Primary Research Interests

1. Precision Phenotyping of Complex, Heterogenous Conditions

The presence of heterogeneity in complex conditions indicates the potential for both differing underlying biology / disease etiologies as well as environmental effects. We aim to use machine learning methods to better characterize phenotypes in order to exploit this heterogeneity to better understand biology and/or environmental factors of disease.

2. Safe and Effective Deployment of Machine Learning in the Clinic

The rapid advancement of AI tools in clinical care demands robust strategies in implementation sciences, effective deployment, enhanced physician-computer interaction, and thorough impact assessment. As the creation of cutting-edge models becomes more prevalent, there's a tendency to overvalue their positive effects without adequately weighing the potential drawbacks, such as physician burnout and shifts in health equity. Our group is committed to devising tactics to refine models for specific healthcare environments, ensuring their seamless integration into clinical routines, and meticulously gauging their efficacy. Without rigorous assessments, including strategies like randomization, we cannot be sure these tools are leading to better healthcare. We are developing methods to address these and related problems.

Select Publications

See a full list on Google Scholar

Synthetic Data Distillation Enables the Extraction of Clinical Information at Scale

Elizabeth Geena Woo*, Michael C Burkhart*, Emily Alsentzer, Brett Beaulieu-Jones Preprint (2024)
*co-first authors

Our team demonstrated that synthetic data distillation can fine-tune smaller, open-source large-language models (LLMs) to achieve performance similar to larger models in extracting clinical information. This smaller model outperforms its base version and sometimes even the larger model. This approach will enable more scalable and cost-efficient clinical information extraction, improving tasks like patient phenotyping.

Disease progression strikingly differs in research and real-world Parkinson’s populations

Brett K Beaulieu-Jones, Francesca Frau, Sylvie Bozzi, Karen J Chandross, M Judith Peterschmitt, Caroline Cohen, Catherine Coulovrat, Dinesh Kumar, Mark J Kruger, Scott L Lipnick, Lane Fitzsimmons, Isaac S Kohane, Clemens R Scherzer. npj Parkinson's disease (2024)

Our team compared Parkinson's disease (PD) progression across research and real-world populations, utilizing real-world data (RWD) and large language models for detailed characterization. It finds that patients in real-world settings are diagnosed later and start treatment later than those in research populations, with faster motor and cognitive progression in real-world cohorts. The study highlights the differences between research and real-world populations, emphasizing the need to use diverse data sources and account for biases in clinical trial design and analyses.
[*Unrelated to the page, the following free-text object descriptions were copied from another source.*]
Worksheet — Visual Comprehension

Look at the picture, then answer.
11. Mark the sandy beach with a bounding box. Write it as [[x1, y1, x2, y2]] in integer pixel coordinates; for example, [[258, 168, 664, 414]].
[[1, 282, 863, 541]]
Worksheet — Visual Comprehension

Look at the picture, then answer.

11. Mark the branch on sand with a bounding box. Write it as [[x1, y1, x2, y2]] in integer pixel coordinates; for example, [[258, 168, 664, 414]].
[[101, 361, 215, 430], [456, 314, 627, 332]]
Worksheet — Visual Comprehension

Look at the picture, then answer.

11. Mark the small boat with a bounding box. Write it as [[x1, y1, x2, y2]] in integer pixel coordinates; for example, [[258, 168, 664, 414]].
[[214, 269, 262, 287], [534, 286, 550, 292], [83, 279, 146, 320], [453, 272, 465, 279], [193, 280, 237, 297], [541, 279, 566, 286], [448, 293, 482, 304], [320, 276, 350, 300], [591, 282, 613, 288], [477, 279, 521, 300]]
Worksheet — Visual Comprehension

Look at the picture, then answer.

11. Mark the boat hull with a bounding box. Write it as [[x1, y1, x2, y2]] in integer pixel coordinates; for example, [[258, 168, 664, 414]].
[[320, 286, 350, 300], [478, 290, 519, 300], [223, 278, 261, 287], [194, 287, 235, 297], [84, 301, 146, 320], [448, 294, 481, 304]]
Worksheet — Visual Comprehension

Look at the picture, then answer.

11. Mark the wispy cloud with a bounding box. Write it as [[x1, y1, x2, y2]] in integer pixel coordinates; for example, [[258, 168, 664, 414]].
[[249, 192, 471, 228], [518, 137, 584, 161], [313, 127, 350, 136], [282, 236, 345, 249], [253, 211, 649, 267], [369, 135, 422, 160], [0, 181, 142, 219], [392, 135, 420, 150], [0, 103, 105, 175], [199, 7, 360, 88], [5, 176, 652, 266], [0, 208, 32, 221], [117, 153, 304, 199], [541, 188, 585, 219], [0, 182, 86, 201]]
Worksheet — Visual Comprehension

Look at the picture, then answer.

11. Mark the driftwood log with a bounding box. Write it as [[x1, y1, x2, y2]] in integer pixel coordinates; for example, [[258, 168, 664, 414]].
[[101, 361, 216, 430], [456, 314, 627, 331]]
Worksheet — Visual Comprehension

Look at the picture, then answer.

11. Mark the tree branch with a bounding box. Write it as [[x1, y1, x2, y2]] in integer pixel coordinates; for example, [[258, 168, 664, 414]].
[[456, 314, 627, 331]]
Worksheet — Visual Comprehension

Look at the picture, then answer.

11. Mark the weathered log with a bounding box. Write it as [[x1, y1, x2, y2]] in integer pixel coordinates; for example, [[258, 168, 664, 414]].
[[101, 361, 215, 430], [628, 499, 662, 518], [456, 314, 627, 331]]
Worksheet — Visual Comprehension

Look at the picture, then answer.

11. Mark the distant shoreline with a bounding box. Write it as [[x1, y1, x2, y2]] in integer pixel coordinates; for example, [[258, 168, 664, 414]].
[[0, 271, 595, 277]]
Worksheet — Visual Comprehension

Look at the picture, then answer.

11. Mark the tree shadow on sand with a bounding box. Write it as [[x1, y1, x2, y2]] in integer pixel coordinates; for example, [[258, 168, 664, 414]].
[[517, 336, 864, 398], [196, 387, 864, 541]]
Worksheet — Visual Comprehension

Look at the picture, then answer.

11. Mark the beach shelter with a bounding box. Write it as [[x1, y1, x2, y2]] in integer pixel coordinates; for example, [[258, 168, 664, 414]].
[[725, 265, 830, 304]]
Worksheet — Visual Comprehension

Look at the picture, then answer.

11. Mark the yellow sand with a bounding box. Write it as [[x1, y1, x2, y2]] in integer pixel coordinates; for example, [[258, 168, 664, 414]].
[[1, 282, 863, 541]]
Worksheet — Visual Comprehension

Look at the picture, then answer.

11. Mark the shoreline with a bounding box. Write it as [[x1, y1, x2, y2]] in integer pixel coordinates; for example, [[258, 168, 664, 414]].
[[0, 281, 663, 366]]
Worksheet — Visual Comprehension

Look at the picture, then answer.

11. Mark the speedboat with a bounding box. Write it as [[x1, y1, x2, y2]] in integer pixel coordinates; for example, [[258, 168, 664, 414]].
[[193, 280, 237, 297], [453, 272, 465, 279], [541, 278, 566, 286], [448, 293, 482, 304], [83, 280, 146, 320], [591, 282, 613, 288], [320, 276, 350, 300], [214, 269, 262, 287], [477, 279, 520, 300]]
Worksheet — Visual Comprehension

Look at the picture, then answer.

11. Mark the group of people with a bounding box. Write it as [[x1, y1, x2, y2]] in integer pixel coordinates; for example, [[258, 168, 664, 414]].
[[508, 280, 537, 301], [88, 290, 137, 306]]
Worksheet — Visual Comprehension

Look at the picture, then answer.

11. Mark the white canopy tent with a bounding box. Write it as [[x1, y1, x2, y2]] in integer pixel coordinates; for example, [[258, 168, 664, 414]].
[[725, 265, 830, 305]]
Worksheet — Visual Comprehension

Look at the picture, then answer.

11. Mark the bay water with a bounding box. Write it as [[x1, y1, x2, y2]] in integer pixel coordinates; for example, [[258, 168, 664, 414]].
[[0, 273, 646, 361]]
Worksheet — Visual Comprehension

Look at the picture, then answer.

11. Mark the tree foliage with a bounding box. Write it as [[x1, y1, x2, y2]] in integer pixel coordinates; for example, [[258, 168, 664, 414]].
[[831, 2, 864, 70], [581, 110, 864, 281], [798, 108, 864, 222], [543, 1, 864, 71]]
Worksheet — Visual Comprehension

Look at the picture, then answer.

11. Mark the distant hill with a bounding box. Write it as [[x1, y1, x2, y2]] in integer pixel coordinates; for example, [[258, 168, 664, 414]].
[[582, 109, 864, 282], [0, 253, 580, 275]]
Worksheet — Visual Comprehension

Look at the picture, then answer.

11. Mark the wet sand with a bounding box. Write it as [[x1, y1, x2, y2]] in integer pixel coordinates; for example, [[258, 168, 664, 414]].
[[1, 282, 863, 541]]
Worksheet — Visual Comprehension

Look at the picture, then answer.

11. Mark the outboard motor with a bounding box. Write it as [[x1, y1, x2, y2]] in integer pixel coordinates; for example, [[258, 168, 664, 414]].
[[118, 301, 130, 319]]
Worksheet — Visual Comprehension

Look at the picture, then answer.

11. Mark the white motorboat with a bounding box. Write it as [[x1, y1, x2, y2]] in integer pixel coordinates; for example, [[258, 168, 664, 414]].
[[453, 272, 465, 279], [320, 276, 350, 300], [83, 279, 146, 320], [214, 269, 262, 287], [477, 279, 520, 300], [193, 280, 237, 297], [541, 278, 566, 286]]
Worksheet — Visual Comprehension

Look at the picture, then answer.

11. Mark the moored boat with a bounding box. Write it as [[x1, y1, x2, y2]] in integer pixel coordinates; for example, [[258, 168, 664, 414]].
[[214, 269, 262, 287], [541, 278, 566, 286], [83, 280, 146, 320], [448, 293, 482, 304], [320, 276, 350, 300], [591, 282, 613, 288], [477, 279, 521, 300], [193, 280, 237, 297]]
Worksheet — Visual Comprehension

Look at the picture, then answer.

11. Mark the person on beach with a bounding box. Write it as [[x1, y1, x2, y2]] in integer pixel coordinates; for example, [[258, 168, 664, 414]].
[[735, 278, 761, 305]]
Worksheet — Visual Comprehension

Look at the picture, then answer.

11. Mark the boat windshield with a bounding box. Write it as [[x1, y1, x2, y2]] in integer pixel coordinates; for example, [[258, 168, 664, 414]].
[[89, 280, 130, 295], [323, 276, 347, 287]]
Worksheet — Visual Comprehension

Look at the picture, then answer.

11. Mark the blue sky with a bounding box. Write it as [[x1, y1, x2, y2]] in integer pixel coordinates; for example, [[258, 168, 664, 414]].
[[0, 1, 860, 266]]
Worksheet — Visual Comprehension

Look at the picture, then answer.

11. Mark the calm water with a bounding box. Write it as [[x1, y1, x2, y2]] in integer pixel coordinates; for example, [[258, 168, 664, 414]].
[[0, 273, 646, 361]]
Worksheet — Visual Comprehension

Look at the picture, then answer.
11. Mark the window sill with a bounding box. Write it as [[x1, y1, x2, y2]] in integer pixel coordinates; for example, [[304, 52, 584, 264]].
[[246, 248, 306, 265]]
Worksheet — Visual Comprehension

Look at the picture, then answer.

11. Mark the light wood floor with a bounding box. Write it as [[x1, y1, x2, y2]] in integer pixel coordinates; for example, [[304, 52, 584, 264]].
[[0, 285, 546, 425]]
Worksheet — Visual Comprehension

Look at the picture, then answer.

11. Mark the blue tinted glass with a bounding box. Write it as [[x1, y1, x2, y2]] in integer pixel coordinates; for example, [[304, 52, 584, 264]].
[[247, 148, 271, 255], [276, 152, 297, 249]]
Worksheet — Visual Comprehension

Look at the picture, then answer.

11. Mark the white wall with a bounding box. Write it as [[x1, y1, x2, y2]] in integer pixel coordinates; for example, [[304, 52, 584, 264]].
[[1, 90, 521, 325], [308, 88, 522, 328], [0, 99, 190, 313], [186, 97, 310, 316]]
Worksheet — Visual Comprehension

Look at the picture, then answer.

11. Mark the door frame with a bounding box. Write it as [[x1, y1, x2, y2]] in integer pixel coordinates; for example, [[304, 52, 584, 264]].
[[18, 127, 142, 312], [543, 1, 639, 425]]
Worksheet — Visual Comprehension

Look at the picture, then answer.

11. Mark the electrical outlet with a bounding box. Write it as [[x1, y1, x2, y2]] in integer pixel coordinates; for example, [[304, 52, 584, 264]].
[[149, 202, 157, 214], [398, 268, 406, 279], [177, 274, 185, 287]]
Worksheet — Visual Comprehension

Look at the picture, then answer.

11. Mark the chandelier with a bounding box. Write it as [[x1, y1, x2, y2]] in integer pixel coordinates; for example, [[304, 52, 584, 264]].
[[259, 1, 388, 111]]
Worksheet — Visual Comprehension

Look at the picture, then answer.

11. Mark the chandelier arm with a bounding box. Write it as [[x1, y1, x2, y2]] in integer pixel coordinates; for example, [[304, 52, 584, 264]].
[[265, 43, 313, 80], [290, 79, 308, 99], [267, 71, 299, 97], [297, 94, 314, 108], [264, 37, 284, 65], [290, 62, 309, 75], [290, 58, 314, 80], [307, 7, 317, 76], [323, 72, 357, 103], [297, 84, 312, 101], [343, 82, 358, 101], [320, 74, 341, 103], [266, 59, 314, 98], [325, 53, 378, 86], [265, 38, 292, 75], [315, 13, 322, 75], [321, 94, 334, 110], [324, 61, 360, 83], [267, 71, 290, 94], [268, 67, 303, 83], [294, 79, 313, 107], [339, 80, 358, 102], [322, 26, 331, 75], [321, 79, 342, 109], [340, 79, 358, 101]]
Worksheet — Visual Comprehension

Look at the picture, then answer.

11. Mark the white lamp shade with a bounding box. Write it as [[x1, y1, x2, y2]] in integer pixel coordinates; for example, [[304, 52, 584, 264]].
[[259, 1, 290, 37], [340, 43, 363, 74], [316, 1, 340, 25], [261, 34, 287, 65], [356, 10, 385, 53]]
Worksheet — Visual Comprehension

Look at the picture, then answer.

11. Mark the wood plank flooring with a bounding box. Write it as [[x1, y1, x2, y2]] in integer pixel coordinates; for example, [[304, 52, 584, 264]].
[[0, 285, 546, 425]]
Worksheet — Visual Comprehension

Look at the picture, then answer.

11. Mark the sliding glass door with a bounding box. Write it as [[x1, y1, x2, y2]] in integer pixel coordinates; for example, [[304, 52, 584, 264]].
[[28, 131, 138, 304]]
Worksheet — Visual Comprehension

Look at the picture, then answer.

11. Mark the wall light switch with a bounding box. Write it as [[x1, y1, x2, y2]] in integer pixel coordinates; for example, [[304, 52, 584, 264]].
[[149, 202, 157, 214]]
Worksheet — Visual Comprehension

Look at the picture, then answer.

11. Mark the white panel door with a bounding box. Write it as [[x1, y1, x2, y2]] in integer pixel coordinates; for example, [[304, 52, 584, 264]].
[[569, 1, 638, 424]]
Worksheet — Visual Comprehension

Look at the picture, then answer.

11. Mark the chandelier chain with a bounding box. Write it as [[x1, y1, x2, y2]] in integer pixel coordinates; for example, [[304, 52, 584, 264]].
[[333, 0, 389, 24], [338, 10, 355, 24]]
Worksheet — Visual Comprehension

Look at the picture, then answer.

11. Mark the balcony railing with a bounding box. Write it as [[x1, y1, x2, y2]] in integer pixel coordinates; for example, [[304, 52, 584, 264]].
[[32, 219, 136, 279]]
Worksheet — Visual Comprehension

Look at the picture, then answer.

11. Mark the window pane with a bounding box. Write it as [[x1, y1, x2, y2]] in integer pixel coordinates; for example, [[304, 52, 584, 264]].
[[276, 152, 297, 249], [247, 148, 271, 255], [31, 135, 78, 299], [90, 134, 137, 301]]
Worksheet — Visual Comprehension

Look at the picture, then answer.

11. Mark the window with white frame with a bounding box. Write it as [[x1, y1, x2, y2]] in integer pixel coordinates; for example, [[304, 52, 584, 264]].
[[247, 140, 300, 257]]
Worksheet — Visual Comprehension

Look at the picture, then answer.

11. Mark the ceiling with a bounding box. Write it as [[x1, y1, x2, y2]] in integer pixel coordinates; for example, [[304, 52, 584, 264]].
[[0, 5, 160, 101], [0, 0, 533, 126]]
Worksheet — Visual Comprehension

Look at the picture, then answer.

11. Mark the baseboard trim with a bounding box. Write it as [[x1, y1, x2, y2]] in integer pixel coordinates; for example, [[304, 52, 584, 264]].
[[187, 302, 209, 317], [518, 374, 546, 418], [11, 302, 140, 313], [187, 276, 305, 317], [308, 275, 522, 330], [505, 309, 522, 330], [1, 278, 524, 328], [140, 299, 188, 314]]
Predicting seizure recurrence after an initial seizure-like episode from routine clinical notes using large language models: a retrospective cohort study

Beaulieu-Jones, Brett K., Mauricio F Villamar, Phil Scordis, Ana Paula Bartmann, Waqar Ali, Benjamin D Wissel, Emily Alsentzer, Johann de Jong, Arijit Patra, Isaac Kohane. Lancet Digital Health (2023)

Our team demonstrated machine learning models, particularly large language models pre-trained on domain-specific data, are highly effective in predicting seizure recurrence in children after an initial seizure-like event. These models outperformed traditional structured data approaches and indicate that clinical notes contain significant information useful for the prediction of seizure recurrence.

Phenotypic overlap between rare disease patients and variant carriers in a large population cohort informs biological mechanisms

Lane Fitzsimmons, Undiagnosed Diseases Network, Brett Beaulieu-Jones*, Shilpa Nadimpalli Kobren* Preprint (in press) (2024)
*co-corresponding

The biological mechanisms causing extreme symptoms in rare disease patients are complex and often elusive. This study analyzes genotype and phenotype data from the UK Biobank to understand the pathways leading to seizures in undiagnosed patients from the Undiagnosed Diseases Network. By examining milder, related symptoms in UK Biobank participants with similar genetic variants, the study aims to shed light on the molecular mechanisms behind these rare conditions

Characterizing the connection between Parkinson's disease progression and healthcare utilization

Lane Fitzsimmons, Francesca Frau, Sylvie Bozzi, Karen Chandross, Brett Beaulieu-Jones Preprint (2024)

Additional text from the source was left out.